The invention discloses a lie detection method based on fixed duration speech emotion recognition sequence analysis, which mainly comprises the following steps: firstly, processing a recorded lie detection corpus to form two types of short-term corpora with equal length, so as to facilitate subsequent experiments; then preprocessing the voice such as pre-emphasis, framing and windowing; extracting voice emotional characteristics including fundamental tone frequency, MFCC, formants, short-time energy, short-time average zero-crossing rate, statistical characteristics of the short-time average zero-crossing rate and the like based on the time-frequency characteristics of voice; selecting features by using a decision tree to finally form a feature vector; training a corpus by using an SVM, predicting the tested voice and outputting a voice emotion result in a fixed time; and outputting the voice emotion result at fixed time to perform lie detection analysis. The invention adopts a decision tree method to select the characteristics, thus obtaining higher accuracy; and outputting a result in a vector form, and fully considering the emotion change condition in the lying process.

Description

Lie detection method based on fixed duration speech emotion recognition sequence analysis
Technical Field
The invention belongs to non-contact lie detection, particularly relates to a lie detection method based on fixed duration speech emotion recognition sequence analysis, and belongs to the technical field of lie detection.
Background
The voice is the most direct and convenient communication mode for people, the lie detection based on voice is non-contact, the recording equipment is simple, complex equipment is not needed, the preparation time is short, and a subject does not have great psychological pressure, so that the analysis accuracy is improved.
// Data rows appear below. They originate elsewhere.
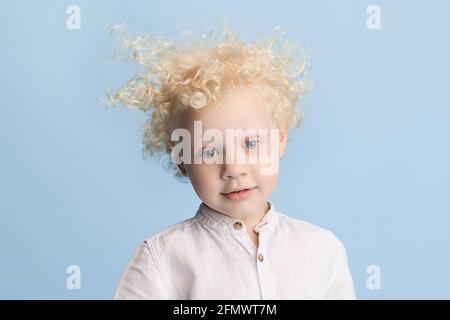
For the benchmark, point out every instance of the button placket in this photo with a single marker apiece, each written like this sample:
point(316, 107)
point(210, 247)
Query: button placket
point(263, 268)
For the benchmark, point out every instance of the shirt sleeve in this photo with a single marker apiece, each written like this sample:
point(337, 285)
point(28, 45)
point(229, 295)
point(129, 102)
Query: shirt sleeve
point(341, 284)
point(142, 278)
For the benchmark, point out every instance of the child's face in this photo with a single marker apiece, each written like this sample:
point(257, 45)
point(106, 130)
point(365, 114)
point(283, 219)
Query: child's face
point(244, 109)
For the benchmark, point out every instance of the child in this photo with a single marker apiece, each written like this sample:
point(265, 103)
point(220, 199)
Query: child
point(237, 246)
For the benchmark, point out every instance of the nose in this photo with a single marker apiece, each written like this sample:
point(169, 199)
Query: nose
point(233, 171)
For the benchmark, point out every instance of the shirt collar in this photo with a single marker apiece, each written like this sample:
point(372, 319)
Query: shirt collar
point(216, 219)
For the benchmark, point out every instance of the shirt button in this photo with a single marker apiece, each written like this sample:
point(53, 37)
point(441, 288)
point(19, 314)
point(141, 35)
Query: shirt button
point(237, 225)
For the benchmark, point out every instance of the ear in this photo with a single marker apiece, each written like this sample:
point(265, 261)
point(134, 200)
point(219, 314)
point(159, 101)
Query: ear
point(283, 135)
point(182, 169)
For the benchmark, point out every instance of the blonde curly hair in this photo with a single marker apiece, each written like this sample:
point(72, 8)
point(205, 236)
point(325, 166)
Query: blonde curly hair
point(199, 69)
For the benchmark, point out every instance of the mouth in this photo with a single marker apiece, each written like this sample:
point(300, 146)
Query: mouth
point(238, 194)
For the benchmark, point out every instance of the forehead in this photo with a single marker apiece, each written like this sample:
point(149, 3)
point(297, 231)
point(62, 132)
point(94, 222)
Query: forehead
point(244, 108)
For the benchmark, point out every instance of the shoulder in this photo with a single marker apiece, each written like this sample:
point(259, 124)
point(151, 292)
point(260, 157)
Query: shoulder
point(170, 237)
point(309, 234)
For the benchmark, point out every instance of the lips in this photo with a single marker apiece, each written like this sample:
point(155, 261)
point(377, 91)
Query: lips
point(239, 194)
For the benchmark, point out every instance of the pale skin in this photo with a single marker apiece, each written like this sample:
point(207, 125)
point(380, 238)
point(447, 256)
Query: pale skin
point(244, 108)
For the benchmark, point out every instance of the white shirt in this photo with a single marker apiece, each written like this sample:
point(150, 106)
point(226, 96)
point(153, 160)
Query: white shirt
point(211, 256)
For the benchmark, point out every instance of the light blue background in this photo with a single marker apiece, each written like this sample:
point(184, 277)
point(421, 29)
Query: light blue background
point(370, 162)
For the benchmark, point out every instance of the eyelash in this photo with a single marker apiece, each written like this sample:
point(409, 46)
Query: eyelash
point(247, 141)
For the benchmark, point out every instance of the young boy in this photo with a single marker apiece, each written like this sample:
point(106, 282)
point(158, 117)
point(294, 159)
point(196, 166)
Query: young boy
point(225, 99)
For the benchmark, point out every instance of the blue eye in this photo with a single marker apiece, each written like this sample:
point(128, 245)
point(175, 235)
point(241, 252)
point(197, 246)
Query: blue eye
point(251, 144)
point(209, 153)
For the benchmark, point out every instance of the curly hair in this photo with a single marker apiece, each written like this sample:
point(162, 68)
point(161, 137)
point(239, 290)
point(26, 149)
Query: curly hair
point(199, 69)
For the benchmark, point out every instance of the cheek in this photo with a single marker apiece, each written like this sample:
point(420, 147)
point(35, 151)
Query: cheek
point(267, 183)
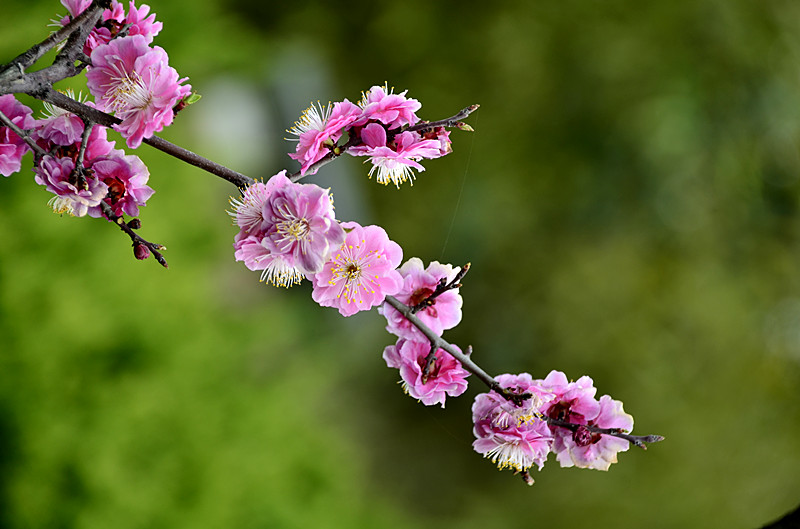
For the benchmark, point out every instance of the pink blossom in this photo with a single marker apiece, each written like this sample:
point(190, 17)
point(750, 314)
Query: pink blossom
point(126, 178)
point(512, 436)
point(585, 449)
point(141, 23)
point(136, 83)
point(278, 270)
point(112, 21)
point(54, 173)
point(572, 402)
point(418, 284)
point(319, 129)
point(59, 126)
point(446, 376)
point(302, 225)
point(395, 159)
point(248, 211)
point(12, 147)
point(393, 110)
point(361, 273)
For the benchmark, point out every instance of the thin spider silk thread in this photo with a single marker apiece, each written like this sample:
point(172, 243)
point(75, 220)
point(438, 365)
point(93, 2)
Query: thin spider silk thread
point(463, 184)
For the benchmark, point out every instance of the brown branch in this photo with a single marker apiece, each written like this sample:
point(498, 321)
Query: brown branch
point(141, 248)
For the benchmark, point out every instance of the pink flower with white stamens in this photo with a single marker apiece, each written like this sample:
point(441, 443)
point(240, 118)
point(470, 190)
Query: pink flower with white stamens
point(12, 147)
point(445, 378)
point(361, 273)
point(126, 178)
point(136, 83)
point(419, 283)
point(318, 130)
point(54, 173)
point(278, 270)
point(586, 449)
point(395, 160)
point(511, 435)
point(301, 224)
point(393, 110)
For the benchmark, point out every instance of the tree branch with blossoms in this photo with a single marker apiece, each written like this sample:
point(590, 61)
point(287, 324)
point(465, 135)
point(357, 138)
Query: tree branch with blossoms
point(288, 231)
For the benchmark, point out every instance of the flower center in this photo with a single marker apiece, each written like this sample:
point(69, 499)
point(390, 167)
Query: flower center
point(129, 92)
point(297, 229)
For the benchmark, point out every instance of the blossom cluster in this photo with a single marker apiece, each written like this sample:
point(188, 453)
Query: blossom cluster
point(126, 76)
point(376, 129)
point(520, 435)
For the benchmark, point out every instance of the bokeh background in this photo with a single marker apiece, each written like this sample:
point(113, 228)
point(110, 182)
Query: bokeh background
point(629, 202)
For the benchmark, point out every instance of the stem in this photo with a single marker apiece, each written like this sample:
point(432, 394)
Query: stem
point(22, 134)
point(441, 288)
point(453, 121)
point(88, 113)
point(437, 342)
point(638, 440)
point(135, 238)
point(87, 19)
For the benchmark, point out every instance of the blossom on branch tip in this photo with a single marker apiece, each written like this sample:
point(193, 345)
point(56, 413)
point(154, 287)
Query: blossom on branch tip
point(586, 449)
point(248, 211)
point(394, 160)
point(12, 147)
point(302, 225)
point(135, 82)
point(393, 110)
point(59, 126)
point(443, 312)
point(318, 130)
point(361, 273)
point(446, 376)
point(71, 198)
point(512, 435)
point(126, 178)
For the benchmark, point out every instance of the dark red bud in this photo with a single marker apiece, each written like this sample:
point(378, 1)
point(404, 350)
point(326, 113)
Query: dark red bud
point(140, 251)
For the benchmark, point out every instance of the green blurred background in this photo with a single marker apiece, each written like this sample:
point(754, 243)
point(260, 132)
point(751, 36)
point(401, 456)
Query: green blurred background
point(629, 202)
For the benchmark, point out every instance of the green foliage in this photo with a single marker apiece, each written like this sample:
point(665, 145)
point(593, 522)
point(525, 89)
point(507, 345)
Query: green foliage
point(629, 202)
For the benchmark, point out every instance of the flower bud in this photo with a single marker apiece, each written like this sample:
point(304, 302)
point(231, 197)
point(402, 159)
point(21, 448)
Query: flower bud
point(140, 251)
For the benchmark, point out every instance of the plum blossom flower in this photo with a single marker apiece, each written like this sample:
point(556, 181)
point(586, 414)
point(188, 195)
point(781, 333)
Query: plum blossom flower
point(126, 178)
point(278, 270)
point(361, 273)
point(59, 126)
point(12, 147)
point(54, 173)
point(572, 402)
point(136, 83)
point(586, 449)
point(418, 284)
point(394, 160)
point(511, 435)
point(393, 110)
point(446, 376)
point(248, 211)
point(318, 130)
point(302, 225)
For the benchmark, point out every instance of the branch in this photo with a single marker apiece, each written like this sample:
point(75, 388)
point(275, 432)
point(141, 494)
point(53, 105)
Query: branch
point(83, 23)
point(86, 112)
point(441, 288)
point(638, 440)
point(141, 247)
point(437, 342)
point(454, 121)
point(22, 134)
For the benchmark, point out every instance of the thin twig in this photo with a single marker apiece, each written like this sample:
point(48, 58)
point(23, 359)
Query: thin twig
point(22, 134)
point(441, 288)
point(153, 248)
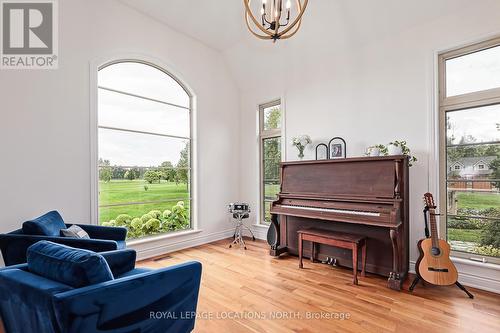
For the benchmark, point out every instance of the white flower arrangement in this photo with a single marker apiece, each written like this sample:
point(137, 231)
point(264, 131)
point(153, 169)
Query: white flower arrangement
point(300, 142)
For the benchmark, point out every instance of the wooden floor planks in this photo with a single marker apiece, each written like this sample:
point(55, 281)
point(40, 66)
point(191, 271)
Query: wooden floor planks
point(244, 284)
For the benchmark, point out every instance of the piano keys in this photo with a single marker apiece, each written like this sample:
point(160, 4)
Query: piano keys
point(366, 196)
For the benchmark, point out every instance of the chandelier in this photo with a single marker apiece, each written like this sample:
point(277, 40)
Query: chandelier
point(274, 20)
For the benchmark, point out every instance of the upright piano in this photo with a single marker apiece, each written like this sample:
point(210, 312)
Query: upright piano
point(365, 196)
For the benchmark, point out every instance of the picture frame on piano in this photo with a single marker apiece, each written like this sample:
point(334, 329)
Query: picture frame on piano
point(322, 152)
point(337, 148)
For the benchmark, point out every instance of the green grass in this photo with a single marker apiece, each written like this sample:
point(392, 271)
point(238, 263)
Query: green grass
point(124, 191)
point(478, 200)
point(464, 235)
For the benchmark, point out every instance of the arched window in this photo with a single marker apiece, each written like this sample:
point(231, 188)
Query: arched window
point(144, 139)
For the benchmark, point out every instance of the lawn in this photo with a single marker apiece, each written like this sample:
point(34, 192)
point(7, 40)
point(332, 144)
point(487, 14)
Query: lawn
point(464, 235)
point(478, 200)
point(126, 191)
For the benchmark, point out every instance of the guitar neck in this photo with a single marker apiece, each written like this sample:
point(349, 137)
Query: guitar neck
point(434, 231)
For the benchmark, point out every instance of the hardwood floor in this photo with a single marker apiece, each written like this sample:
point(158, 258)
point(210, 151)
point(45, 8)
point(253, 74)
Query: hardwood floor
point(241, 290)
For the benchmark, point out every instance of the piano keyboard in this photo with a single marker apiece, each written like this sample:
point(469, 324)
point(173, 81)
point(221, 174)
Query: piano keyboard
point(333, 210)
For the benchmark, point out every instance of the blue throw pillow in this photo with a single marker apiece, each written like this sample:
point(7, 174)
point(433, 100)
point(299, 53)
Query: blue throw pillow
point(74, 267)
point(49, 224)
This is of great interest for the studies performed herein. The speech contains much information about the speaker, such as the speaker's identity, gender and age, and even personality. Early studies showed that the speech contained the emotional state of the speaker, implying many reliable speech features in relation to specific emotions. When people are nervous and afraid, the fundamental frequency and the speech rate can rise, and when people are in a panic, the fundamental frequency and the speech rate can fall. Lie is a complex psychophysiological process, and speaking is accompanied by obvious emotion change, so that a great deal of psychological and emotional information can be obtained by using acoustic characteristics (fundamental frequency, voice duration, formant frequency and the like). Research on lie detection technologies with voice features as clues starts relatively late, most people pay attention to the influence of acoustic features on voice lie detection, but so far, no feature can be used for lie detection independently and effectively.
Disclosure of Invention
Aiming at the problems in the prior art, the invention aims to provide a lie detection method based on fixed-duration speech emotion recognition sequence analysis, which comprises the steps of extracting speech emotion characteristics according to time-frequency characteristics of speech, carrying out characteristic selection based on a decision tree to finally form a 14-dimensional characteristic vector, then using an SVM to finish training and predicting a corpus under a self-built Chinese lie detection corpus, outputting a speech emotion sequence according to speech duration, and using an HMM model to research the relation between the sequence and lie detection.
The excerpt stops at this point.